Note: This message was moved here from another thread.
Since we started this entire journey, it has been our goal to create a worldwide LoRaWAN ecosystem. We’ve done this with our public community network, but we also wanted to do this for other public and private networks. That’s why last year we announced Packet Broker.
With Packet Broker, different networks (but also clusters within the same network) can exchange traffic with one another. We call this peering. In this peering relationship, there are two sides:
- The Forwarder: Sends uplinks to Packet Broker, receives downlinks from Packet Broker
- this is basically the gateway side
- The Home Network: Receives uplinks from Packet Broker, sends downlinks to Packet Broker
- this is basically the application side
The Things Stack (v3) can be both a Forwarder and Home Network (at the same time), while our V2 implementation is only a Forwarder.
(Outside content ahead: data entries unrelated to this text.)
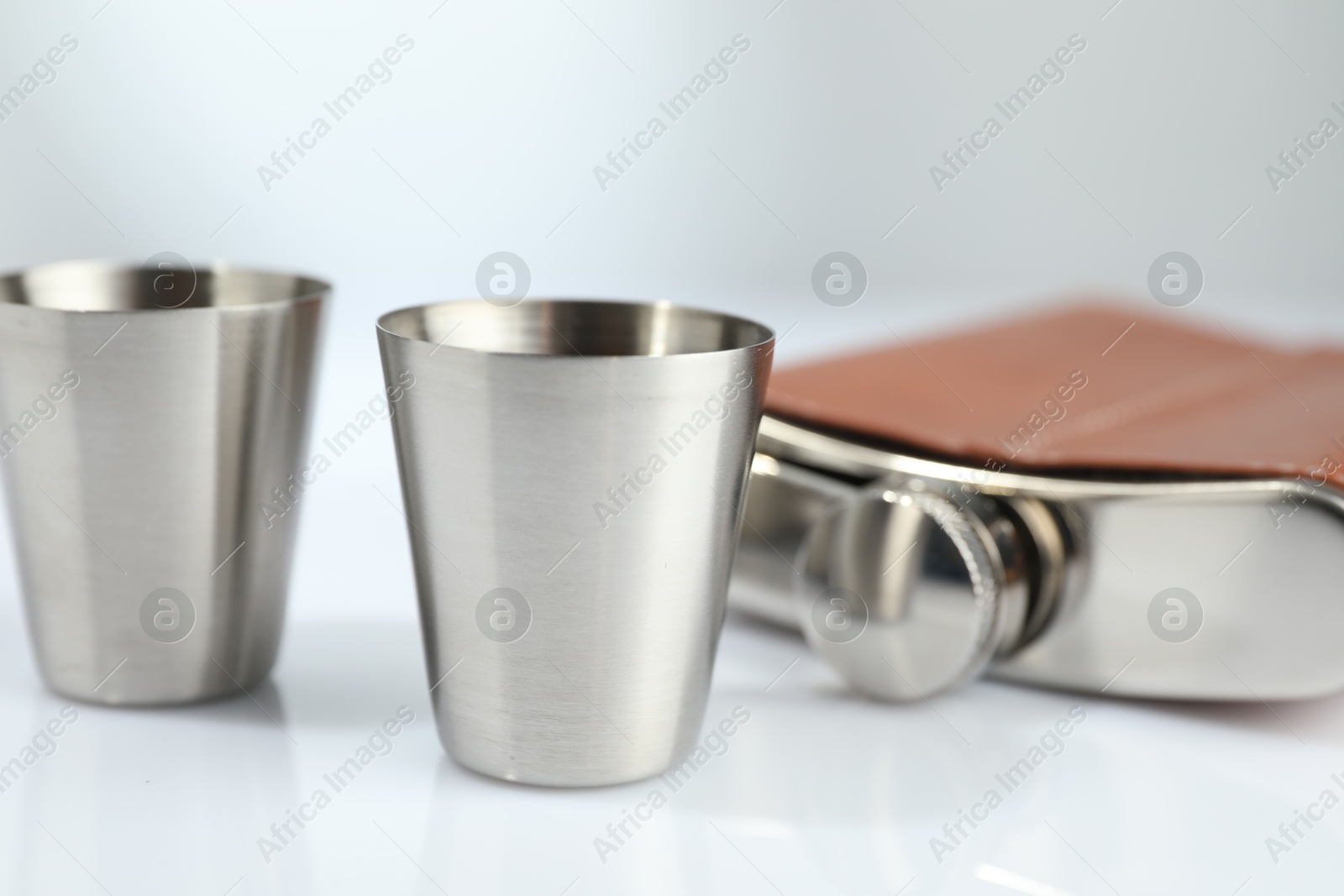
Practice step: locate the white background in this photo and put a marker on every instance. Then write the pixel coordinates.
(822, 140)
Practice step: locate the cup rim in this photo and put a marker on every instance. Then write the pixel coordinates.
(13, 282)
(763, 335)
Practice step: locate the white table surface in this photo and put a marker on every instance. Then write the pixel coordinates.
(820, 792)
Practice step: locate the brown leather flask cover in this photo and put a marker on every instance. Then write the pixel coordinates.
(1088, 387)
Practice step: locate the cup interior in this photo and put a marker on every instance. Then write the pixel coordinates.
(158, 285)
(575, 327)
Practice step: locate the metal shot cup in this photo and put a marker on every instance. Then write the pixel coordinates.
(152, 422)
(573, 474)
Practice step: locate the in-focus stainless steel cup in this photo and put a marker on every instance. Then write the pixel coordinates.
(151, 432)
(573, 474)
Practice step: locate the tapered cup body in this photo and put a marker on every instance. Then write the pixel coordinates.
(154, 426)
(573, 474)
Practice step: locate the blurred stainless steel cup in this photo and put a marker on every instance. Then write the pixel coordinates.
(152, 422)
(573, 474)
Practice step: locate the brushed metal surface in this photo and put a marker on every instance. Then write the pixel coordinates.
(573, 474)
(1263, 560)
(145, 419)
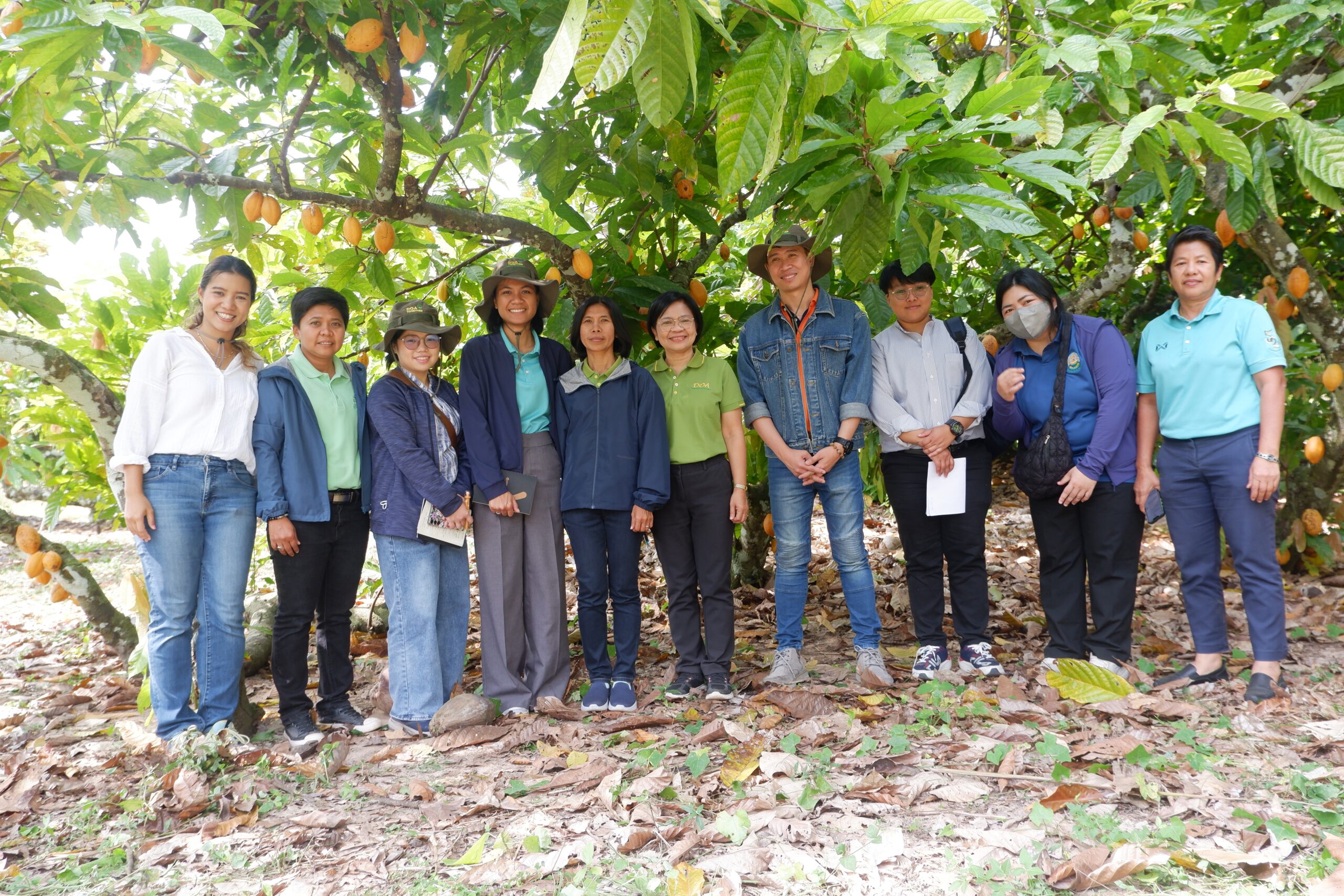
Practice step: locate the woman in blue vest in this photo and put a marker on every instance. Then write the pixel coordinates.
(313, 479)
(508, 416)
(1211, 383)
(615, 444)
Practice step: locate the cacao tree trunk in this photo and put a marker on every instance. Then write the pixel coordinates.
(118, 630)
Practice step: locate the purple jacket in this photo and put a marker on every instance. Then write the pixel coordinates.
(1115, 444)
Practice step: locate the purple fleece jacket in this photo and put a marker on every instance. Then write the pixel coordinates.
(1115, 444)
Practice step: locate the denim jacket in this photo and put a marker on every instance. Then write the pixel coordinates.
(822, 376)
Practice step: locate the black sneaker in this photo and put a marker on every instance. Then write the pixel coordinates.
(301, 731)
(718, 687)
(1189, 676)
(342, 716)
(683, 686)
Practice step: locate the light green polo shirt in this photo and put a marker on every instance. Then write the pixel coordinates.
(338, 418)
(697, 400)
(1203, 370)
(534, 398)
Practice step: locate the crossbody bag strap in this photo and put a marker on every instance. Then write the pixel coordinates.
(443, 418)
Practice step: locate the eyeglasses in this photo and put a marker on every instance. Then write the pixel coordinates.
(413, 342)
(917, 291)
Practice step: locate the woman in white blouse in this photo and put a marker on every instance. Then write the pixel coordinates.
(185, 446)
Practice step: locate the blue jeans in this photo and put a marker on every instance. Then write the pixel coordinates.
(606, 565)
(429, 601)
(195, 565)
(1203, 487)
(842, 501)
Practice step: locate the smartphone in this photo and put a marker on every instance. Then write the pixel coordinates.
(1153, 510)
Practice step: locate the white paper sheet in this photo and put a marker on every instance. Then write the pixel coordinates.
(947, 495)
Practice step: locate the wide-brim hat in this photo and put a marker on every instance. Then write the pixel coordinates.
(523, 270)
(417, 316)
(792, 237)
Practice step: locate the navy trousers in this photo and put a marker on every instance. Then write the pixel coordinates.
(1203, 487)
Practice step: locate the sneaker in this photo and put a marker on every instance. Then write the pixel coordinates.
(1109, 667)
(340, 716)
(979, 657)
(788, 668)
(301, 731)
(718, 688)
(623, 696)
(683, 686)
(597, 698)
(929, 661)
(873, 668)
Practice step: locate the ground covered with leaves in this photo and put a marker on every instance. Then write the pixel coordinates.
(959, 785)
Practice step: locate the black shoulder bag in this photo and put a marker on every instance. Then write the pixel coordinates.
(994, 441)
(1042, 464)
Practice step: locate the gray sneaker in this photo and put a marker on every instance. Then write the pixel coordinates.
(873, 669)
(788, 668)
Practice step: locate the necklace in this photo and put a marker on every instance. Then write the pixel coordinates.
(219, 356)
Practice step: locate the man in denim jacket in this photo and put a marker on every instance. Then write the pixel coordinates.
(807, 375)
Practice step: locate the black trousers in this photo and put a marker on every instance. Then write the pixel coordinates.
(1092, 543)
(322, 579)
(694, 539)
(928, 541)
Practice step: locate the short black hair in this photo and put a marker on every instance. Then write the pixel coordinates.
(1194, 234)
(623, 344)
(893, 273)
(1028, 279)
(307, 300)
(667, 300)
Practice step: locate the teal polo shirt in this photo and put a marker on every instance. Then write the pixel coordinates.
(534, 397)
(1203, 370)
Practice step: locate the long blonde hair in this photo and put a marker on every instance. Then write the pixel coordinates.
(197, 313)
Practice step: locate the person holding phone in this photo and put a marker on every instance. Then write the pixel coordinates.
(510, 379)
(615, 444)
(313, 483)
(1211, 382)
(1089, 536)
(418, 456)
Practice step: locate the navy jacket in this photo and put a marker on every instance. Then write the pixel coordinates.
(615, 441)
(288, 444)
(406, 475)
(491, 422)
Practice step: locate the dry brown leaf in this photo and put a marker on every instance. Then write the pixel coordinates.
(803, 704)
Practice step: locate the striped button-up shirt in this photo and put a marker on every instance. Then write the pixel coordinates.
(917, 379)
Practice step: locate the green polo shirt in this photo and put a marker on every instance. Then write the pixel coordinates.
(697, 400)
(338, 419)
(1203, 370)
(534, 398)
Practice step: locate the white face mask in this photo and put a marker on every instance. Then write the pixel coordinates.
(1030, 321)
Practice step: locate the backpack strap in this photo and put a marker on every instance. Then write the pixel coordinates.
(398, 374)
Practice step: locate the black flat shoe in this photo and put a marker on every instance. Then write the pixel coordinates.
(1193, 678)
(1261, 687)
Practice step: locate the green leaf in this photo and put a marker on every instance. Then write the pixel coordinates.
(1225, 144)
(752, 109)
(560, 56)
(612, 38)
(1085, 683)
(660, 70)
(1009, 96)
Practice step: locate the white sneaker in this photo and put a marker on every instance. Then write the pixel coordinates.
(1109, 667)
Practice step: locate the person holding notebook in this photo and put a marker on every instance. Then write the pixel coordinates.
(508, 385)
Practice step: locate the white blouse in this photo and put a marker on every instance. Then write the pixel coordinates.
(178, 402)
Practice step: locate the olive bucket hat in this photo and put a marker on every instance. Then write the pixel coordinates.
(417, 316)
(522, 270)
(792, 237)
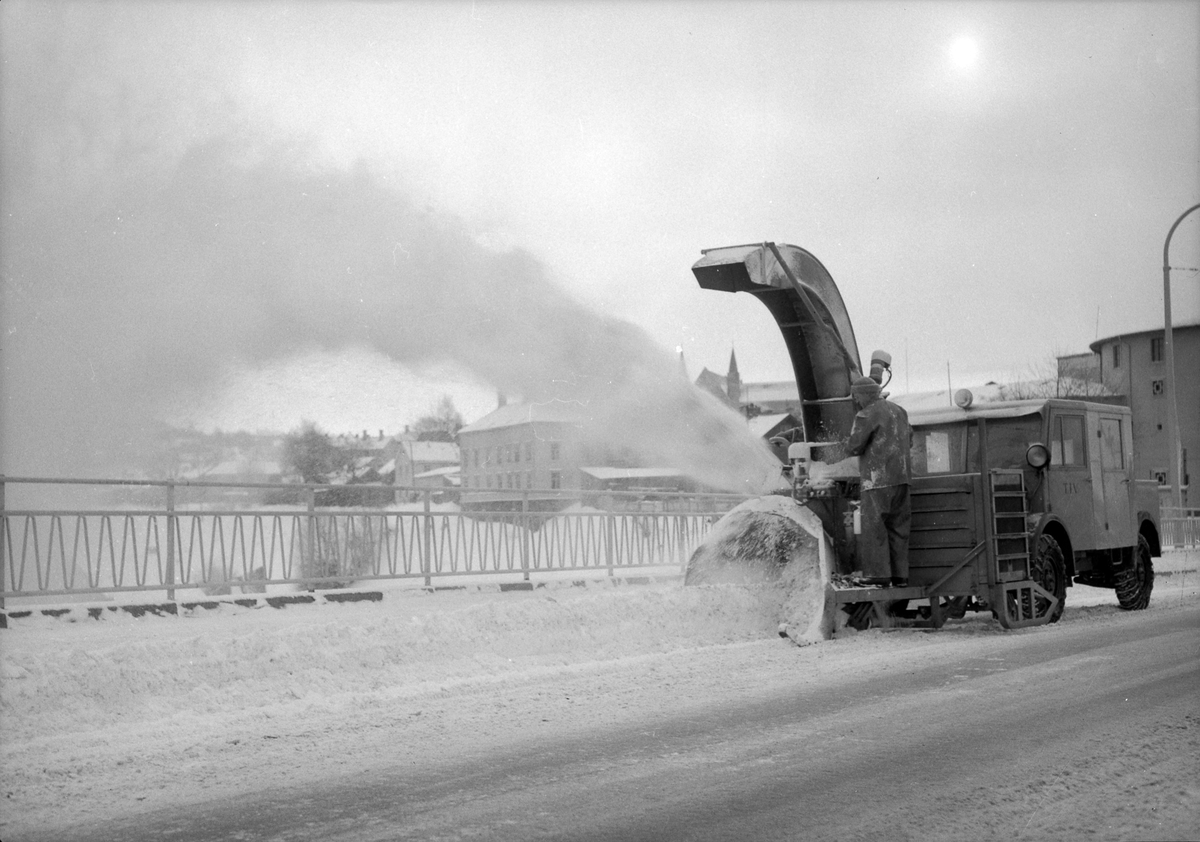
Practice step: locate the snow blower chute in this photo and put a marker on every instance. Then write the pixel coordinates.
(780, 540)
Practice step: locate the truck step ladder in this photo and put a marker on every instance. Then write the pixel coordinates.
(1011, 536)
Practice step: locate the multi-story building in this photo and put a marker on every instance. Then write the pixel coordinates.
(519, 447)
(1134, 365)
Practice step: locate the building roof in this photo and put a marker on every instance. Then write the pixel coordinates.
(431, 451)
(514, 414)
(1175, 326)
(630, 473)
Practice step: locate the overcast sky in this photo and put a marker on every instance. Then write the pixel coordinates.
(988, 182)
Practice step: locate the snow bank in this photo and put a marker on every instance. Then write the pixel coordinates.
(123, 669)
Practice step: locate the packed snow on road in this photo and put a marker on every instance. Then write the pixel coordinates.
(124, 714)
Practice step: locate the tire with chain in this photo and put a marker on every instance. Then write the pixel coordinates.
(1050, 571)
(1134, 583)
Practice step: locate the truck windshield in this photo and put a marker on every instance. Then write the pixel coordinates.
(1009, 438)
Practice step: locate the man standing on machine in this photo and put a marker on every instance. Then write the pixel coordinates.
(882, 438)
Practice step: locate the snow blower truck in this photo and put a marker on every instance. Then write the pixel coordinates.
(1012, 501)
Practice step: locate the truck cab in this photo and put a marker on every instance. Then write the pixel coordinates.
(1013, 501)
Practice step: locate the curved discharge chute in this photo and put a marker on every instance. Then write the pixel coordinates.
(802, 296)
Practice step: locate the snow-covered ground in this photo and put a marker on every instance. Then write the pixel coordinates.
(109, 716)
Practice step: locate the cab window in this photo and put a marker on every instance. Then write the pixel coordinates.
(1111, 449)
(1009, 438)
(1067, 441)
(939, 450)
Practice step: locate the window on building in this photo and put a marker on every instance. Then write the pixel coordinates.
(1111, 447)
(1067, 441)
(939, 450)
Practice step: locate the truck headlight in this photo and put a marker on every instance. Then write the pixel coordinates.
(1038, 456)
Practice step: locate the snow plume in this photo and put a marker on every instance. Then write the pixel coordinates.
(138, 274)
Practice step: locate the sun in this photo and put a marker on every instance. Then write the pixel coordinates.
(964, 52)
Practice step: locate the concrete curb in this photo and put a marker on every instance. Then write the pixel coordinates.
(192, 607)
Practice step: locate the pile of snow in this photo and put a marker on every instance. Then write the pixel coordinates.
(774, 542)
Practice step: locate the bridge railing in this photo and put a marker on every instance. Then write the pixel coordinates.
(1180, 528)
(129, 536)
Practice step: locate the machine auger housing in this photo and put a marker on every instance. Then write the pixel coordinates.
(999, 519)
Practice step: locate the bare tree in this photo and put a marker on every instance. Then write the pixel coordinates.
(311, 453)
(1049, 378)
(443, 420)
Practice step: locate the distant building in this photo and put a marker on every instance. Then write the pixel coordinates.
(523, 451)
(750, 398)
(1134, 365)
(1085, 367)
(407, 458)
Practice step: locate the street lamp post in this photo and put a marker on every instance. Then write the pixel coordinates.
(1173, 410)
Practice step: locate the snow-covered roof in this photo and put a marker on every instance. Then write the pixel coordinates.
(448, 471)
(769, 391)
(630, 473)
(431, 451)
(1175, 325)
(513, 414)
(761, 425)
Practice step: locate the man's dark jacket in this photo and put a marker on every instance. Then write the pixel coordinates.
(881, 435)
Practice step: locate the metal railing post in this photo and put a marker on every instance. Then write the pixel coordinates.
(4, 541)
(427, 543)
(309, 559)
(610, 543)
(171, 541)
(528, 535)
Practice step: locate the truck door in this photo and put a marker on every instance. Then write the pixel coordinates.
(1114, 434)
(1071, 488)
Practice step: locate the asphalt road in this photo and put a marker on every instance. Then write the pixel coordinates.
(1080, 732)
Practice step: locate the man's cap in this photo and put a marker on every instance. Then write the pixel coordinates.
(864, 385)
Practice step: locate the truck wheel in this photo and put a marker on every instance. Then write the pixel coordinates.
(1134, 583)
(1050, 571)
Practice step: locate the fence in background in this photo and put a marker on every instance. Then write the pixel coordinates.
(222, 537)
(1181, 528)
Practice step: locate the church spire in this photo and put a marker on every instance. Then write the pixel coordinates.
(733, 380)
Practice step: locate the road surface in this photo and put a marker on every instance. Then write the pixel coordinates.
(1087, 729)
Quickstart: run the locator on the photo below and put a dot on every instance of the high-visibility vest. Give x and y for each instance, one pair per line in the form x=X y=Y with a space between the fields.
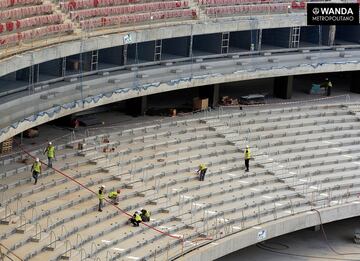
x=147 y=214
x=137 y=217
x=113 y=194
x=101 y=194
x=51 y=151
x=37 y=167
x=247 y=154
x=202 y=167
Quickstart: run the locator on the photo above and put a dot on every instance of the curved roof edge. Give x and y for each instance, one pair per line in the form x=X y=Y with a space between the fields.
x=69 y=106
x=26 y=59
x=275 y=228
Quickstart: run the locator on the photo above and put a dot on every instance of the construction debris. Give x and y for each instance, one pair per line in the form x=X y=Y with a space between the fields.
x=228 y=101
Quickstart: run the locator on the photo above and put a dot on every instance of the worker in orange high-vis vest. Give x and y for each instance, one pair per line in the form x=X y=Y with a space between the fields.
x=50 y=150
x=247 y=157
x=36 y=170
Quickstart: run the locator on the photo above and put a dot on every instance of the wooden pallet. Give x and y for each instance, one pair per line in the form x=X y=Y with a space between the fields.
x=6 y=146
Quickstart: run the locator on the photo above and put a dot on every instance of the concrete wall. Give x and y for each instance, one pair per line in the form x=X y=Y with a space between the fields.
x=124 y=89
x=141 y=52
x=244 y=39
x=309 y=34
x=53 y=52
x=275 y=37
x=52 y=68
x=179 y=46
x=113 y=55
x=210 y=43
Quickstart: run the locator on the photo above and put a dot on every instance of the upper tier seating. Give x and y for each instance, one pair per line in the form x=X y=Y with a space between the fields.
x=247 y=9
x=8 y=3
x=29 y=20
x=99 y=13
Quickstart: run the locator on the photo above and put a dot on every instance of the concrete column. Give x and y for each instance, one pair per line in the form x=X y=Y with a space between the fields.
x=215 y=96
x=354 y=83
x=283 y=87
x=211 y=92
x=143 y=105
x=332 y=32
x=259 y=40
x=136 y=106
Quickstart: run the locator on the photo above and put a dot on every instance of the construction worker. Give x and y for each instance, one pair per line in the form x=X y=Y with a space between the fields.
x=145 y=215
x=247 y=157
x=36 y=169
x=50 y=150
x=136 y=219
x=101 y=197
x=113 y=195
x=327 y=85
x=202 y=171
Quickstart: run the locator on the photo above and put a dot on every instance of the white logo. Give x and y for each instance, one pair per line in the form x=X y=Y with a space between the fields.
x=335 y=11
x=316 y=11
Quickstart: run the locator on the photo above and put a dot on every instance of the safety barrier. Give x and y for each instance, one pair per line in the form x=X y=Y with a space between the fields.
x=35 y=33
x=30 y=22
x=117 y=10
x=137 y=18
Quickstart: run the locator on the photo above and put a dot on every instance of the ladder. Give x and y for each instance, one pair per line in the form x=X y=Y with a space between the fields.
x=125 y=54
x=225 y=41
x=294 y=37
x=158 y=49
x=94 y=60
x=63 y=66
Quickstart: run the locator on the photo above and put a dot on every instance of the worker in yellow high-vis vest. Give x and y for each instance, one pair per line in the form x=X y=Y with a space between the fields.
x=101 y=196
x=114 y=196
x=50 y=151
x=136 y=219
x=36 y=169
x=202 y=171
x=247 y=157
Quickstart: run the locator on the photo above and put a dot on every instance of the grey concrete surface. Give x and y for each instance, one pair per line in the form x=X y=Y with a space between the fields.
x=222 y=70
x=249 y=237
x=150 y=32
x=307 y=245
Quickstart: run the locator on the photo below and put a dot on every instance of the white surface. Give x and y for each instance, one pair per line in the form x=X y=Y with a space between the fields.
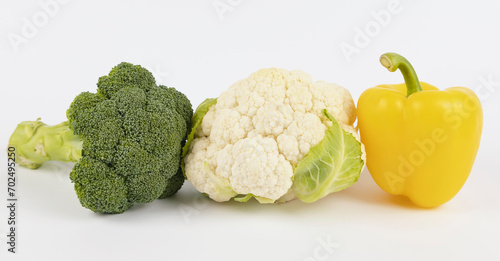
x=188 y=46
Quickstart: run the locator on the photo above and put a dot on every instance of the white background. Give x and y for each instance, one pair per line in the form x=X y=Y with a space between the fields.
x=189 y=45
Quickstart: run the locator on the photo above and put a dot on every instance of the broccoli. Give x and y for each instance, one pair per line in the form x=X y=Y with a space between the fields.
x=126 y=140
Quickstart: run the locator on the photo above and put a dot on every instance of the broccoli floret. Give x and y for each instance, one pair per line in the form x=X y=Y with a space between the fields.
x=131 y=133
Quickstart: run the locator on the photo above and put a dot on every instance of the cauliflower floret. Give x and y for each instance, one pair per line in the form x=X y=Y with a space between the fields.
x=260 y=128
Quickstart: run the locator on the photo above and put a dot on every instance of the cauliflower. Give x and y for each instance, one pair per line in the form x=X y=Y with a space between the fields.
x=274 y=136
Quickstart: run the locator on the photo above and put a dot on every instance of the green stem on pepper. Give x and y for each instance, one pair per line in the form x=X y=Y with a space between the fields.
x=394 y=61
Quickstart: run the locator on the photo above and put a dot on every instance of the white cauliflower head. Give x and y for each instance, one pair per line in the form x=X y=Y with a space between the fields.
x=252 y=139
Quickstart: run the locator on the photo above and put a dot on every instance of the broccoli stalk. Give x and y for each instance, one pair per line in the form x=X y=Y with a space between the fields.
x=126 y=140
x=36 y=143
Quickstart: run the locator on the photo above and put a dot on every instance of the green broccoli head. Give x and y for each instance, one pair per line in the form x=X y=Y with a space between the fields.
x=132 y=132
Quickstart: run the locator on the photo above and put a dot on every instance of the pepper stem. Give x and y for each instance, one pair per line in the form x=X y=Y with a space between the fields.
x=394 y=61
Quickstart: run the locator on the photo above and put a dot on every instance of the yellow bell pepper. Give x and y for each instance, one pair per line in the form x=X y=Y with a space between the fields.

This means that two v3 clusters can have bidirectional peering, while a v2 cluster can only be the “gateway side”.
For the next couple of months it gets a bit confusing, since The Things Network now has both v2 clusters and v3 clusters. Between the different v2 clusters, there is full bidirectional traffic exchange (although that has always been a bit flaky). Between the different v3 clusters, there is full bidirectional peering through Packet Broker. You can have your gateways on v2 and your applications on v3. But you can not have your applications on v2 if your gateways are on v3.